Not to be missed

Don't miss out on the Editors pick of key recently published articles

Ruxolitinib in corticosteroid-refractory graft-versus-host disease after allogeneic stem cell transplantation: a multicenter survey
Despite major improvements in allogeneic hematopoietic cell transplantation over past decades, corticosteroid-refractory GVHD remains a clinical challenge and causes high mortality. Preclinical evidence and pilot data indicate anti-inflammatory properties of the JAK1/2 inhibitor ruxolitinib. In order to provide clinical evidence prior to maturation of clinical trial data, this study reports outcome data from 95 patients who had received ruxolitinib as salvage therapy for steroid refractory GVHD. Efficacy was very promising with an overall response rate of 81.5% in case of acute GVHD and 85.4% in case of chronic GVHD. Cytopenia and cytomegalovirus-reactivation were observed during ruxolitinib treatment. Ruxolitinib may constitute a promising new treatment option for steroid refractory GVHD that should be validated in a prospective trial.

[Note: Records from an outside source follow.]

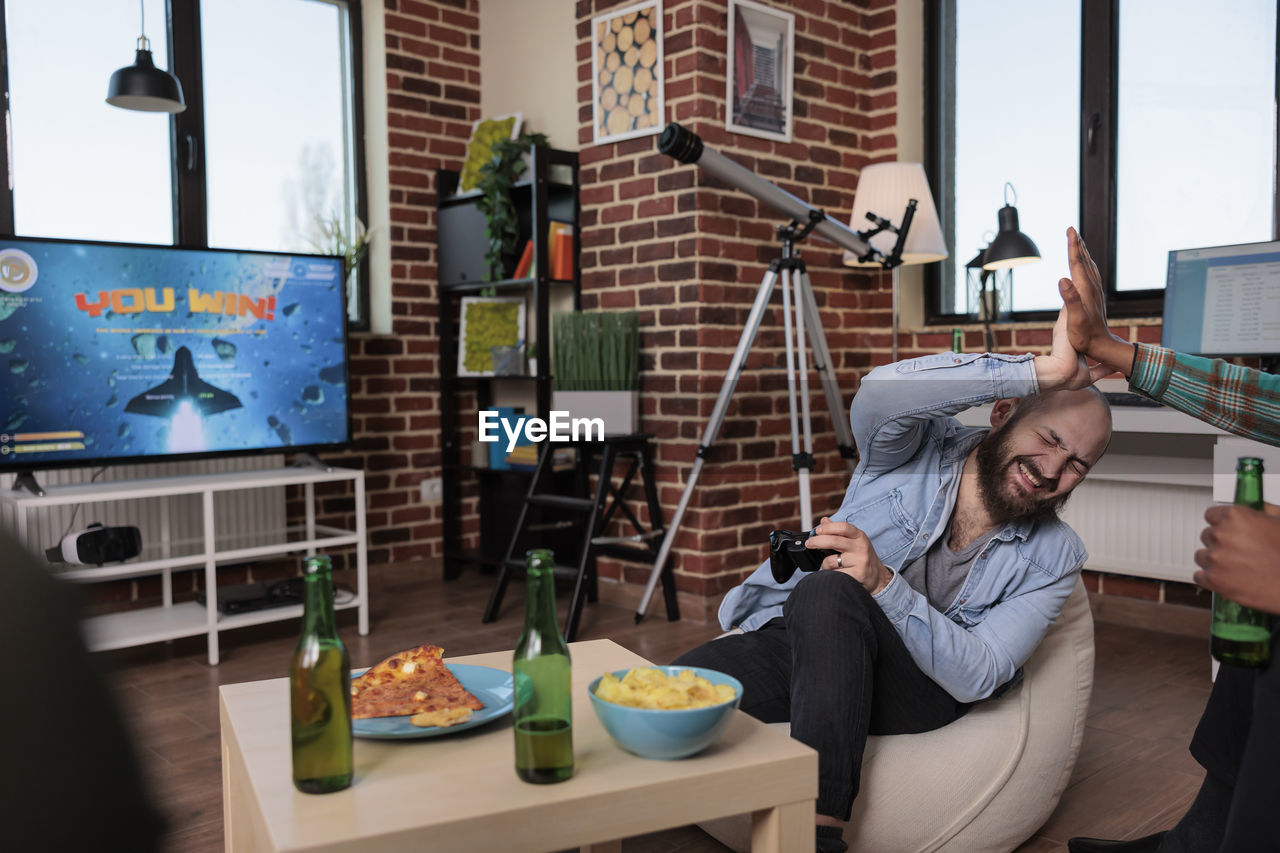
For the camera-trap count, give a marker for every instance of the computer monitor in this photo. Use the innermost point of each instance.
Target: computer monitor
(1224, 300)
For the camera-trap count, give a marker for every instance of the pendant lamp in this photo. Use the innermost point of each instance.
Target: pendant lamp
(1010, 247)
(142, 86)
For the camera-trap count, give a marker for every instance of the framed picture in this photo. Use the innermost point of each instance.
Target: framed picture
(758, 97)
(488, 322)
(484, 133)
(626, 89)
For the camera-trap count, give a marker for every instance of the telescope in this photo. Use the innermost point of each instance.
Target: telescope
(688, 147)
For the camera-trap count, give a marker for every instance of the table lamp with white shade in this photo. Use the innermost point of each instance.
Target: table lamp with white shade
(890, 186)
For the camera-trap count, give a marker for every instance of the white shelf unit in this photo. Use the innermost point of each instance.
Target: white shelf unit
(191, 619)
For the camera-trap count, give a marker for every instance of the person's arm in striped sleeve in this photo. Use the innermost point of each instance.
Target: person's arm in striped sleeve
(1232, 397)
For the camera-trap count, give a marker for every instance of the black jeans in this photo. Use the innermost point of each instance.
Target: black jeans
(1238, 743)
(835, 666)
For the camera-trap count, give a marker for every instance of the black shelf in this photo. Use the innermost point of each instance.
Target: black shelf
(461, 228)
(504, 284)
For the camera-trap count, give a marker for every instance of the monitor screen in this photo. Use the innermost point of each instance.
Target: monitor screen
(1224, 300)
(112, 352)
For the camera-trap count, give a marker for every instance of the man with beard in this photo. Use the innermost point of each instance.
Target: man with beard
(950, 560)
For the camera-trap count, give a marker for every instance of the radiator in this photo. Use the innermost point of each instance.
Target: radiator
(1143, 529)
(252, 514)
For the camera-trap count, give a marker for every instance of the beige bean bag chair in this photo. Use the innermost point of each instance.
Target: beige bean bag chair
(984, 783)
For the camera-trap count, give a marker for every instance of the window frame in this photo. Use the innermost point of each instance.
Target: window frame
(1100, 56)
(190, 200)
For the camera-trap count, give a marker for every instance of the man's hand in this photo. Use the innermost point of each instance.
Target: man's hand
(1239, 556)
(1064, 368)
(1086, 305)
(855, 557)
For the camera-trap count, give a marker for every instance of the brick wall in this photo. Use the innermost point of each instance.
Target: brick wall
(433, 82)
(689, 252)
(684, 250)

Defining and treating high-risk multiple myeloma
Multiple myeloma is more recently being recognized as a heterogeneous group of disease with variability in outcomes based on specific clinical and biologic predictors. MM patients can be categorized into standard, intermediate and high risk for disease relapse, morbidity and mortality. With this expert review, the authors summarize diagnostic and therapeutic options in high risk myeloma. High-risk features include old age, poor performance status, comorbidities, primary plasma cell leukemia, extramedullary disease, deletion 17p, t(4;14) and high-risk gene expression profiling signatures.

Comparison of minimal residual disease as outcome predictor for AML patients in first complete remission undergoing myeloablative or nonmyeloablative allogeneic hematopoietic cell transplantation
Measurable residual disease (MRD), sometimes incorrectly termed minimal residual disease, is a hot topic in leukaemia-therapy. Although MRD-testing is of widely-accepted value in persons with ALL, the value in AML is less certain. Persons with AML in remission who are MRD-test-positive clearly have a greater likelihood of relapse than those who are MRD-test-negative. However, both results are associated with high rates of false-positives and -negatives which limits applying results of MRD-testing to subject-level therapy decisions. This report shows the adverse impact of a positive MRD-test on leukemia relapse risk in persons with AML receiving conventional allotransplants also operates after less intensive conditioning transplants.

Protracted dormancy of pre-leukemic stem cells and A tale of two siblings: two cases of AML arising from a single pre-leukemic DNMT3A mutant clone
Sometimes we think we know more about how leukemia develops than we really do. Two recent reports show our limitations. Ford and colleagues present data from extensive immune and genomic analyses of a child with ALL who developed AML two decades later. Both leukemias arose from the same dormant leukemia stem cell. The evolutionary advance of such dormancy is clear. The report by Hahn and colleagues has parallels. Transplantation of a leukemia stem cell (perhaps pre-leukemia stem cell is a better term) gave rise to AML in sibling. The founder mutation was maintained but subsequent driver mutations were discordant. Conclusions from these reports have important implications regarding our knowledge of how leukemia develops, what is remission and how to interpret results of testing for MRD.